# Nasty male front



## woodenchef (Apr 13, 2007)

I have one male front maybe about 3 1/2" long with a female about 1 1/2" in length. Both are in a 90 gallon, the male doesn't seem to bother much with the little one so I picked up another two. These are both females and about the same size as the male. The male killed one, basically chased it to death. I was able to return it along with the other for exchange. I picked up another two a little smaller and it's doing the same thing. I removed the male and put it in another aquarium for now, both females nice fins have become tattered.

I thought males were OK with females? I re-arranged all the rocks and same thing it endlessly chases them around. I am hoping maybe if its removed from tank and put back in a week maybe things will settle down.
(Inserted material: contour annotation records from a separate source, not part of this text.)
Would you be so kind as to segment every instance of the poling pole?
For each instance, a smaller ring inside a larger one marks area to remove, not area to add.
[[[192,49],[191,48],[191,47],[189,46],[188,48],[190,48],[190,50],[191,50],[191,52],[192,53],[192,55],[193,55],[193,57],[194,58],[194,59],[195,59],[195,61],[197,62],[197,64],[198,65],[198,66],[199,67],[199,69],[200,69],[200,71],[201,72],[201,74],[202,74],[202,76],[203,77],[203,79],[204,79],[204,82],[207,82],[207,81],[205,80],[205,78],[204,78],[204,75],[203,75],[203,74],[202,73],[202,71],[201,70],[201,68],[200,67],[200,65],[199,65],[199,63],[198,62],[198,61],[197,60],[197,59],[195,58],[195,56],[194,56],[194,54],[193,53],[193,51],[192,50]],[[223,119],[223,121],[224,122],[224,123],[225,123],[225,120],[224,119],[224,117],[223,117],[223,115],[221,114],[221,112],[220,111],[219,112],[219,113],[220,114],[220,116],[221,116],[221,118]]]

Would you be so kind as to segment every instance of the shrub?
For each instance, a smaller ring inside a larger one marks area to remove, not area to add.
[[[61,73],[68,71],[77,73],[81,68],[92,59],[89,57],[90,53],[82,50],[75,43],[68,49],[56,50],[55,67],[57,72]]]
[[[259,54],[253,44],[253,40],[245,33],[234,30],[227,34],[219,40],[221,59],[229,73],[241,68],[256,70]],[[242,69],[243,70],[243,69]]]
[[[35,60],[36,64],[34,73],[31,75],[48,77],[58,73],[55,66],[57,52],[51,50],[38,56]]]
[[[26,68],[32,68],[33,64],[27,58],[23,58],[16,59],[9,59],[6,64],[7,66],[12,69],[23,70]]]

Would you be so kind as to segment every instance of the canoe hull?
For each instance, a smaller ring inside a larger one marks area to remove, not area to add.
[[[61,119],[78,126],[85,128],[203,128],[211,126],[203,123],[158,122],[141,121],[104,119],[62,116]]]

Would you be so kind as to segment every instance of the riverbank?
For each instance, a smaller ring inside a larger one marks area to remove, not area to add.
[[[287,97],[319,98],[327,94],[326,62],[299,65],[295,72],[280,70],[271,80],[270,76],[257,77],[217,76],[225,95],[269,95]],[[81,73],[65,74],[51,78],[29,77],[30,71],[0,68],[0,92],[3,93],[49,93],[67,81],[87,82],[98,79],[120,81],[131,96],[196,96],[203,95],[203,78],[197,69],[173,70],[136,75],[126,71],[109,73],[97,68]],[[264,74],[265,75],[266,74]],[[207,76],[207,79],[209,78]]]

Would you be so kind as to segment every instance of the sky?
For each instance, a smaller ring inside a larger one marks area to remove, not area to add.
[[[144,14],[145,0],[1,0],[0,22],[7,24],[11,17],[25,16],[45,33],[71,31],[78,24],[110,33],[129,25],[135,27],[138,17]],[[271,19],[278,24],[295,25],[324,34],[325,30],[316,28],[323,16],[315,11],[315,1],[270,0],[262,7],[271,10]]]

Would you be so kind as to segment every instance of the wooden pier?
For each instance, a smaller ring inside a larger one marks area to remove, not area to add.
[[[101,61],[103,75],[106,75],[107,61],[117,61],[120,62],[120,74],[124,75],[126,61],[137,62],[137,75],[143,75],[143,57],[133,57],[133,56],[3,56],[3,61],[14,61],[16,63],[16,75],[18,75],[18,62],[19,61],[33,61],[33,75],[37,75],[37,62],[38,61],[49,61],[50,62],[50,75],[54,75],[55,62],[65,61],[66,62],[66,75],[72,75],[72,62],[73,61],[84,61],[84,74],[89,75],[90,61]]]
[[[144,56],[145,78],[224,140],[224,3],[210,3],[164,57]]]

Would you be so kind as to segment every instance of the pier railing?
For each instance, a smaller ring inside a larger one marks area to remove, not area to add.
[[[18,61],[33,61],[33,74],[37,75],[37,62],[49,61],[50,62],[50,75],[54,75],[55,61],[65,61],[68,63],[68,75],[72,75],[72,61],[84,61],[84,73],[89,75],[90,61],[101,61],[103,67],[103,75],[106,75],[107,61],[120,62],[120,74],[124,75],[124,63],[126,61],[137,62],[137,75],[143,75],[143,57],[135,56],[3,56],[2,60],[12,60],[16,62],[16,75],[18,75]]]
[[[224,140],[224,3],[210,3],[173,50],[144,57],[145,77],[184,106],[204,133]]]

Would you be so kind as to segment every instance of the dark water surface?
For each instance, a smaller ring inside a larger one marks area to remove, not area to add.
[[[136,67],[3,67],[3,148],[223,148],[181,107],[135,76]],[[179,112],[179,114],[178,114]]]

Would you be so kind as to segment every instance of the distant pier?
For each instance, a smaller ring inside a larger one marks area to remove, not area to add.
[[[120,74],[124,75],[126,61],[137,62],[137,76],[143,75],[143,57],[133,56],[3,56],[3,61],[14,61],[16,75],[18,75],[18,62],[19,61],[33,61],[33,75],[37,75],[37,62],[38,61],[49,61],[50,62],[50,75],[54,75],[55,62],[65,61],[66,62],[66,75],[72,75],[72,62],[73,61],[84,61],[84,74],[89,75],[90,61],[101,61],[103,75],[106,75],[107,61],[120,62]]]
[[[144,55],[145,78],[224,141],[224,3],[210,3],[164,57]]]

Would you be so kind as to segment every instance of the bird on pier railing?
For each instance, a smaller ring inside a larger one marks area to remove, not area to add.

Any thoughts? It's in a community tank ATM  

It so far has not bothered anything in there

Any suggestions...


----------



## emc7 (Jul 23, 2005)

I suspect your colony is too small. Fronts are very aggressive fish. If you had 10-15 fronts they could spread the aggression around better. Also, how is your tank decorated? Do you have a huge pile of rocks?


----------



## Guest (Oct 2, 2007)

not only that..but sexing fronts is not always an easy thing. so to say that you have a male, and all those females, you may be incorrect. ESPECCIALLY at that size. I dont know what method you used to tell what sex they were, but if someone just said "this is a male, and these are female" i wouldnt take that word as gospel


----------



## sailor (Sep 24, 2007)

Front sexes can't usually be distinguished until usually 4 inches plus, then you have to vent them. They can't be sexed by general behavour.


----------